The NCIP likewise remains silent on the militarization of indigenous communities; and the unabated extrajudicial killings, enforced disappearances, harassment, forced evacuation, filling of trumped-up charges and other human rights abuses committed against indigenous peoples. As of April 2014, forty-four indigenous peoples have already been killed under the present administration since July 2010, and under its Oplan Bayanihan Counter Insurgency Program and pretenses of peace and development. Many indigenous peoples who are asserting their rights to FPIC, to ancestral land and resources, and for human rights are politically vilified, are facing threats to their lives, and have been victims of human rights violations as in the case of Cordillera Peoples Alliance members in northern Philippines.

In conclusion, the NCIP has for a long time failed to protect indigenous peoples’ rights and well-being and instead worsens the violations of indigenous peoples’ rights and human rights. It is for this reason that our organizations are now calling for the dismantling of the NCIP.

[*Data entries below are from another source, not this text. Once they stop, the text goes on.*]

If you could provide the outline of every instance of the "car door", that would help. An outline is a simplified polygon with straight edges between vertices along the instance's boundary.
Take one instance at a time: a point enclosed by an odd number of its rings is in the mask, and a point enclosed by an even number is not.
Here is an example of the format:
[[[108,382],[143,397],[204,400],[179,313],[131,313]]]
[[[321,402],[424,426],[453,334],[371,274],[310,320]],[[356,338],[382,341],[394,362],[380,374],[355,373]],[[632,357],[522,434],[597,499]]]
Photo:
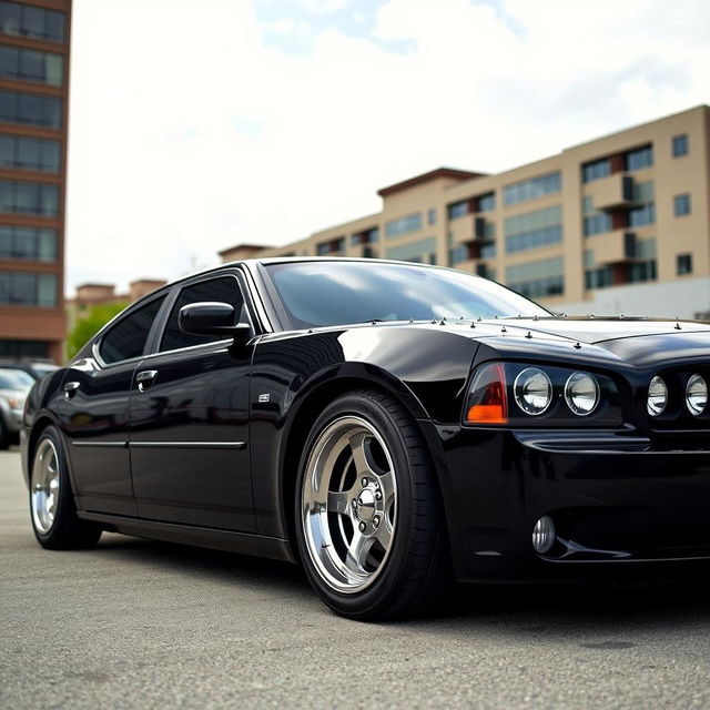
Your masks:
[[[64,378],[58,414],[83,510],[136,514],[128,449],[131,385],[164,301],[159,295],[122,315]]]
[[[131,390],[130,454],[139,515],[229,530],[256,529],[248,452],[253,345],[191,335],[178,314],[190,303],[223,302],[248,321],[239,272],[187,282],[172,295],[154,353]]]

We reiterate the following recommendations which we have in the past forwarded to various UN bodies including the UNPFII, Expert Mechanism on the Rights of Indigenous Peoples (EMRIP), Convention for the Elimination of all forms of Racial Discrimination (CERD), Universal Periodic Review (UPR) and Special Rapporteurs on Indigenous Peoples:

Recognize indigenous peoples’ right to our ancestral lands and domains.

  1. Ensure independence of the FPIC process through non-intervention by the NCIP, the company and military. Ensure that all necessary information for proper decision-making is provided to the community. Avoid using funds and projects to influence the FPIC process. Give primacy to the indigenous community’s decision making systems, customary laws and recognized tribal councils over the NCIP-facilitated FPIC process.
  2. We urge the Philippine government to repeal the Philippine Mining Act of 1995, revoke Executive Order 79 and support the passage of an alternative mining law in Congress that will uphold the rights of indigenous peoples and re-orient the mining industry to pursue a strategic and systematic national industry
  3. We urge the Philippine government to revoke Oplan Bayanihan, stop militarization of indigenous communities and human rights violations including extrajudicial killings, enforced disappearances and harassment of indigenous peoples, leaders, human rights defenders and their advocates. Immediately bring the perpetrators of human rights violations to justice, ensure indemnification for the victims and end the culture of impunity.

Thank you everyone for your attention.